A imagem é digna de moldura nos anais da história da música: por cima, uma fotografia de Jacques Berman Webster II a actuar para umas poucas dezenas de espectadores, por volta de 2013, ano em que dava os seus primeiros passos em palco à boleia de Logic (um outro fenómeno no milagre da multiplicação de plateias); por baixo, uma outra fotografia, desta vez tirada em 2024, já com recurso a tecnologia drone, que de cima capta um mar de gente aglomerada num recinto megalómano onde o agora inconfundível Travis Scott encabeçava a sua digressão Circus Maximus — que, à paragem em Milão, provocou um abalo sentido pela população como se de um sismo se tratasse, devido às mais de 80 mil pessoas presentes no concerto. Um cenário verdadeiramente distópico.
Pois foi precisamente com UTOPIA — quarto álbum de estúdio de Travis Scott, editado há precisamente um ano — que o rapper de Houston, Texas, se fez à estrada para dar vida a este Circus Maximus, digressão que reservou três noites seguidas em Lisboa para a sua despedida europeia. “Deixar o melhor para o fim”, seduzir-nos-ia Travis no arranque da primeira dessas três noites de Agosto, dia 2. Todas elas previstas para acontecer numa MEO Arena praticamente lotada por, maioritariamente, incondicionais fãs ainda aquém da maioridade, com evidente destaque para a larga fatia de jovens rapazes de tronco nu desde a entrada de Yung Lean, numa inglória tentativa de atenuar o calor infernal sentido na sala.

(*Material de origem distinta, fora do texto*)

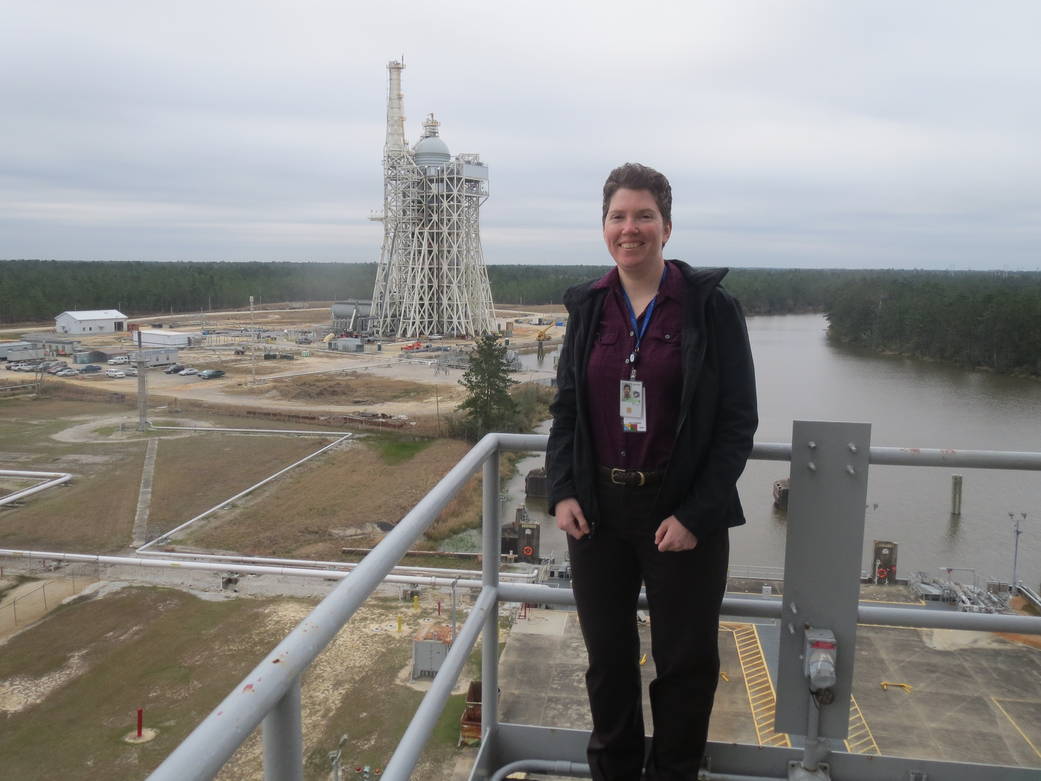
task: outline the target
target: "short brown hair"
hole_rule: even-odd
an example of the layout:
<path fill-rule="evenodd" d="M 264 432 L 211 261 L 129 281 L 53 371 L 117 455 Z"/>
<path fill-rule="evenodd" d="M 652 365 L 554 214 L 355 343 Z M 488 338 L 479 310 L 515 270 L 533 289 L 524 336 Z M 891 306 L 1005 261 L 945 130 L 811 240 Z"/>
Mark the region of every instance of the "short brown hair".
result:
<path fill-rule="evenodd" d="M 627 162 L 618 166 L 607 175 L 604 182 L 604 213 L 601 223 L 607 222 L 607 209 L 614 194 L 621 187 L 626 190 L 645 190 L 654 196 L 661 212 L 662 221 L 668 225 L 672 222 L 672 187 L 664 174 L 639 162 Z"/>

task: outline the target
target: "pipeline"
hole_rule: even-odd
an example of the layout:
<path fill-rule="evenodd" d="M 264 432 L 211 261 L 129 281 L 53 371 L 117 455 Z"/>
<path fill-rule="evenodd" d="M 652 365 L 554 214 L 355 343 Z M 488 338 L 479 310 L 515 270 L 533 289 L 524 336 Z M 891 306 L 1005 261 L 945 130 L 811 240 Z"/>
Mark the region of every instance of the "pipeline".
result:
<path fill-rule="evenodd" d="M 55 485 L 60 485 L 61 483 L 67 483 L 72 480 L 72 475 L 68 472 L 22 472 L 19 470 L 0 470 L 0 477 L 51 478 L 50 480 L 40 483 L 39 485 L 32 485 L 28 488 L 16 490 L 14 494 L 5 496 L 3 499 L 0 499 L 0 505 L 17 502 L 23 497 L 39 494 L 41 490 L 47 490 L 48 488 L 53 488 Z"/>
<path fill-rule="evenodd" d="M 286 428 L 213 428 L 211 426 L 156 426 L 151 421 L 149 428 L 161 431 L 235 431 L 246 434 L 310 434 L 312 436 L 354 436 L 353 431 L 303 431 Z"/>
<path fill-rule="evenodd" d="M 92 553 L 59 553 L 57 551 L 20 551 L 0 548 L 0 556 L 9 558 L 40 559 L 45 561 L 79 561 L 94 564 L 151 566 L 170 570 L 199 570 L 202 572 L 228 572 L 247 575 L 283 575 L 302 578 L 324 578 L 328 580 L 344 580 L 350 572 L 329 570 L 309 570 L 293 566 L 261 566 L 257 564 L 234 564 L 209 561 L 182 561 L 161 558 L 137 558 L 135 556 L 101 556 Z M 431 586 L 457 586 L 460 588 L 481 588 L 480 580 L 461 580 L 460 578 L 438 578 L 418 575 L 388 575 L 384 578 L 389 583 L 417 583 Z"/>
<path fill-rule="evenodd" d="M 237 555 L 225 555 L 220 553 L 183 553 L 179 551 L 134 551 L 142 556 L 161 556 L 166 559 L 212 559 L 214 561 L 225 561 L 228 562 L 226 565 L 237 566 L 234 562 L 245 562 L 254 564 L 286 564 L 289 566 L 311 566 L 311 568 L 325 568 L 327 570 L 353 570 L 358 565 L 357 561 L 324 561 L 319 559 L 306 559 L 306 558 L 274 558 L 270 556 L 237 556 Z M 395 572 L 399 574 L 404 573 L 417 573 L 422 575 L 435 575 L 435 576 L 455 576 L 455 577 L 465 577 L 467 575 L 479 575 L 480 572 L 476 570 L 450 570 L 441 569 L 437 566 L 406 566 L 399 565 L 395 568 Z M 504 580 L 511 581 L 533 581 L 535 579 L 534 572 L 528 573 L 500 573 L 500 577 Z"/>

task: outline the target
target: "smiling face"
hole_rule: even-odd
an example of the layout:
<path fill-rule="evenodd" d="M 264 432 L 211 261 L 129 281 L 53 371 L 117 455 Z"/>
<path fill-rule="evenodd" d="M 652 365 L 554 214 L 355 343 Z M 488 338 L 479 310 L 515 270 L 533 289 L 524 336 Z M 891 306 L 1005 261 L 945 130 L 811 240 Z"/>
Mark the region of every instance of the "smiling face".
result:
<path fill-rule="evenodd" d="M 627 274 L 661 273 L 661 250 L 672 232 L 662 220 L 658 204 L 646 190 L 619 187 L 604 218 L 604 242 L 618 271 Z"/>

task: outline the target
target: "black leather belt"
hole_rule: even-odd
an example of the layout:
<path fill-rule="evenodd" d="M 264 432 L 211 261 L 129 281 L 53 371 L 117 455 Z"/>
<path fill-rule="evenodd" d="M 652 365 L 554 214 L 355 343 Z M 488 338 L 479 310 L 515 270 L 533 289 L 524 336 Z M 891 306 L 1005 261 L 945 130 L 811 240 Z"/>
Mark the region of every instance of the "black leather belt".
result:
<path fill-rule="evenodd" d="M 613 467 L 598 467 L 600 476 L 612 485 L 628 485 L 640 487 L 661 482 L 663 472 L 641 472 L 639 470 L 620 470 Z"/>

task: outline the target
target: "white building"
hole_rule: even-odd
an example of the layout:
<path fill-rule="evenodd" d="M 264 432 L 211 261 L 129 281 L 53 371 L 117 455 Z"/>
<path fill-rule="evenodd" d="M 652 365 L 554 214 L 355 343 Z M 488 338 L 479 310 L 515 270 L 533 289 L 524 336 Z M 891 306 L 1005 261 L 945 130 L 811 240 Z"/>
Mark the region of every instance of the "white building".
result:
<path fill-rule="evenodd" d="M 187 347 L 193 339 L 202 338 L 198 331 L 174 331 L 170 328 L 142 328 L 141 344 L 143 347 Z"/>
<path fill-rule="evenodd" d="M 122 333 L 127 329 L 127 316 L 119 309 L 64 311 L 54 318 L 58 333 Z"/>

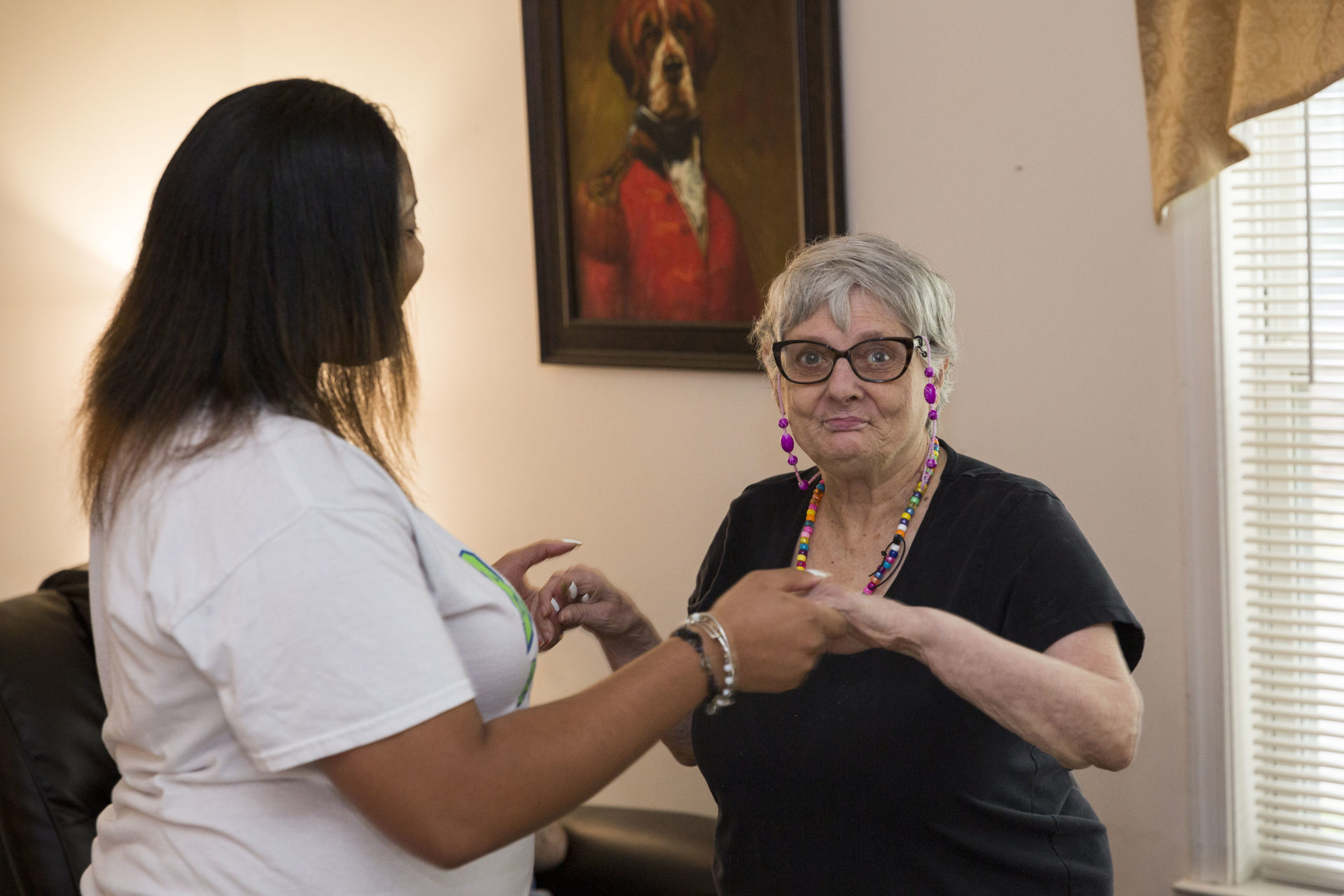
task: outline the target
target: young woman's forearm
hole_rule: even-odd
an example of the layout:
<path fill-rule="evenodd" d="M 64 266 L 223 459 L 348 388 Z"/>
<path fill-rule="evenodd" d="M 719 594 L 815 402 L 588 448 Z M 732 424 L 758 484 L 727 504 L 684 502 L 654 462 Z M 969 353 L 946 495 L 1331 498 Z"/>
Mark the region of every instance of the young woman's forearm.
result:
<path fill-rule="evenodd" d="M 633 660 L 642 657 L 645 653 L 661 643 L 661 638 L 657 631 L 653 630 L 652 625 L 642 626 L 634 635 L 629 638 L 607 638 L 602 639 L 602 653 L 606 656 L 607 665 L 612 666 L 612 672 L 616 672 L 621 666 L 625 666 Z M 712 650 L 712 645 L 711 645 Z M 681 720 L 663 735 L 663 743 L 671 751 L 672 756 L 683 766 L 695 764 L 695 750 L 691 747 L 691 713 L 688 712 Z"/>
<path fill-rule="evenodd" d="M 925 662 L 1004 728 L 1068 768 L 1116 771 L 1133 759 L 1142 699 L 1128 676 L 1036 653 L 950 613 L 907 610 L 911 625 L 892 649 Z"/>
<path fill-rule="evenodd" d="M 571 697 L 485 724 L 465 704 L 320 764 L 392 841 L 454 868 L 573 810 L 706 693 L 695 652 L 672 639 Z"/>

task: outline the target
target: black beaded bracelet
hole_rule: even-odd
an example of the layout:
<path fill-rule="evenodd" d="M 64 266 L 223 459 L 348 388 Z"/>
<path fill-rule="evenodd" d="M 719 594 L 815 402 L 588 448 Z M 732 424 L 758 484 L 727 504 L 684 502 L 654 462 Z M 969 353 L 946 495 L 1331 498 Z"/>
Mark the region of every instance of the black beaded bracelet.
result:
<path fill-rule="evenodd" d="M 704 669 L 704 678 L 708 682 L 708 696 L 706 700 L 714 700 L 719 695 L 719 685 L 714 681 L 714 670 L 710 669 L 710 660 L 704 656 L 704 641 L 700 638 L 700 633 L 689 626 L 681 626 L 672 633 L 672 637 L 681 638 L 695 647 L 696 654 L 700 657 L 700 668 Z"/>

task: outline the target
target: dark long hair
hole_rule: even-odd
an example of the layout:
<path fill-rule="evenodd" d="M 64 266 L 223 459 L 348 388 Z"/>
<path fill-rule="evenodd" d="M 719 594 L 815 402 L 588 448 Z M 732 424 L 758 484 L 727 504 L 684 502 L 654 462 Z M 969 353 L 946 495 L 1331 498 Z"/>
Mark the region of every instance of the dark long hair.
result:
<path fill-rule="evenodd" d="M 159 180 L 90 363 L 81 477 L 95 520 L 165 451 L 208 450 L 262 408 L 327 427 L 403 481 L 403 164 L 378 106 L 317 81 L 255 85 L 202 116 Z"/>

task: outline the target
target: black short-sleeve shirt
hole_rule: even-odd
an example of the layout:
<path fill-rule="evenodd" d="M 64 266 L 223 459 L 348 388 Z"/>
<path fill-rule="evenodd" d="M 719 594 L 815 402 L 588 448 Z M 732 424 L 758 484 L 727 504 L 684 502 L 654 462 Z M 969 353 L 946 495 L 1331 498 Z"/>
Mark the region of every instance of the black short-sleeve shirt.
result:
<path fill-rule="evenodd" d="M 749 486 L 700 567 L 691 610 L 753 570 L 790 566 L 810 490 Z M 1144 633 L 1059 498 L 958 455 L 890 594 L 1034 650 L 1110 622 L 1130 669 Z M 876 563 L 876 556 L 874 557 Z M 719 803 L 724 896 L 1102 896 L 1106 829 L 1068 770 L 887 650 L 827 656 L 802 686 L 696 712 Z"/>

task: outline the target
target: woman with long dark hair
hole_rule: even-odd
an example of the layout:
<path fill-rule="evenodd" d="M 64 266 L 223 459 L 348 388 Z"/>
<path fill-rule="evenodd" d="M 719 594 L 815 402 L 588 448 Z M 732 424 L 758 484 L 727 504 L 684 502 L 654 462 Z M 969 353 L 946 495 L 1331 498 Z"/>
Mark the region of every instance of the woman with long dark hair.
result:
<path fill-rule="evenodd" d="M 531 832 L 707 693 L 792 688 L 847 630 L 798 596 L 816 579 L 762 572 L 527 708 L 524 576 L 571 545 L 488 564 L 401 488 L 414 208 L 383 113 L 313 81 L 219 101 L 164 171 L 82 412 L 122 775 L 89 896 L 523 893 Z"/>

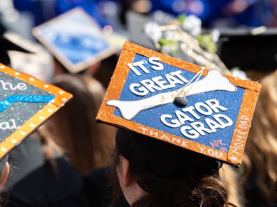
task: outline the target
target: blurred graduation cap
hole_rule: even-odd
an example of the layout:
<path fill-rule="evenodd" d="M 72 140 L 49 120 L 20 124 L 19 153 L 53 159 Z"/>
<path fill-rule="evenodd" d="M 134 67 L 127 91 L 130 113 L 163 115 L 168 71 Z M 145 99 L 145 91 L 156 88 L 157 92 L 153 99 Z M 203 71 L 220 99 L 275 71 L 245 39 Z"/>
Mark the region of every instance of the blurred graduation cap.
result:
<path fill-rule="evenodd" d="M 227 68 L 273 71 L 277 68 L 277 28 L 220 29 L 218 55 Z"/>
<path fill-rule="evenodd" d="M 116 50 L 99 25 L 81 8 L 75 8 L 33 29 L 34 36 L 70 72 L 77 73 Z"/>
<path fill-rule="evenodd" d="M 0 63 L 0 159 L 71 97 L 63 90 Z"/>
<path fill-rule="evenodd" d="M 32 52 L 22 48 L 3 36 L 0 37 L 0 63 L 5 65 L 10 64 L 10 59 L 8 54 L 9 51 L 32 53 Z"/>
<path fill-rule="evenodd" d="M 178 163 L 172 166 L 175 172 L 179 168 L 204 170 L 211 166 L 217 169 L 218 160 L 238 166 L 260 88 L 256 82 L 222 75 L 127 42 L 96 119 L 134 132 L 132 136 L 119 132 L 120 152 L 144 167 L 148 167 L 144 160 L 155 159 L 152 170 L 161 176 L 174 174 L 168 169 L 172 159 Z M 168 144 L 159 150 L 155 144 L 141 148 L 132 141 L 143 137 Z M 131 151 L 126 144 L 132 146 Z M 177 150 L 179 147 L 181 150 Z M 167 148 L 176 149 L 163 152 L 170 157 L 166 159 L 168 166 L 162 155 L 154 156 Z M 177 158 L 184 150 L 190 161 Z M 205 166 L 206 161 L 211 166 Z"/>
<path fill-rule="evenodd" d="M 128 11 L 127 13 L 127 28 L 129 40 L 143 47 L 157 51 L 157 49 L 143 32 L 144 26 L 153 20 L 154 18 L 151 16 L 140 14 L 132 11 Z"/>

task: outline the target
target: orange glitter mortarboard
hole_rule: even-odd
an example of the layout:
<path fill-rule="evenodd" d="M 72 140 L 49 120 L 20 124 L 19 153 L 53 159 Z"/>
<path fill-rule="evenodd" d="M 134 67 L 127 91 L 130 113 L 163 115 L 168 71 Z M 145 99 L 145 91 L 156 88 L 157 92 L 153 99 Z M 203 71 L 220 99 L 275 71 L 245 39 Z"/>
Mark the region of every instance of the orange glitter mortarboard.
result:
<path fill-rule="evenodd" d="M 96 119 L 238 166 L 260 88 L 127 42 Z"/>

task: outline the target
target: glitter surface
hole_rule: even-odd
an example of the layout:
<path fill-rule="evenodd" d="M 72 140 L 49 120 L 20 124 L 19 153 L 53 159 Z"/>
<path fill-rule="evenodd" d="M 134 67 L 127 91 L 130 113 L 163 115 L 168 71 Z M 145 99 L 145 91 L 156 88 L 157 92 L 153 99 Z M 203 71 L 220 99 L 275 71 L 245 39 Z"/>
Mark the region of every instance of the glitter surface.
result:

É o artista sueco quem assegura o acto inaugural deste Circus Maximus, figura mística de gravata e gabardine, envolvido nas asas douradas do seu microfone (que reconhecemos de outras núpcias), à medida que vai endereçando declarações de amor a Lisboa, Porto, Portugal e ao público que tem pela frente. Há quem reconheça e acompanhe até algumas das mais aclamadas canções de Jonatan Aron Leandoer Håstad, ainda que a flagrante vontade de ver Travis Scott fale mais alto nestes preliminares. Mas a prestação do escandinavo — que não destoa muito além do que vimos há precisamente um ano no anfiteatro natural do Taboão, por ocasião da edição comemorativa dos 30 anos do festival Vodafone Paredes de Coura — não abona a favor das nossas já moderadas expectativas. Diz-nos a experiência que os grandes, os maiores mesmo, nomes do hip hop raras vezes estão à altura da sua dimensão no que à performance diz respeito. E nessa medida serviu-nos a edição de estreia do festival Rolling Loud na Europa — que decorreu na Praia da Rocha, Portimão, em 2022 — para testemunharmos que figuras desde Playboi Carti a Lil Uzi Vert, por muito que as suas legiões de fãs os validem, não deixam de representar o que de mais pobre pode uma actuação artística ter.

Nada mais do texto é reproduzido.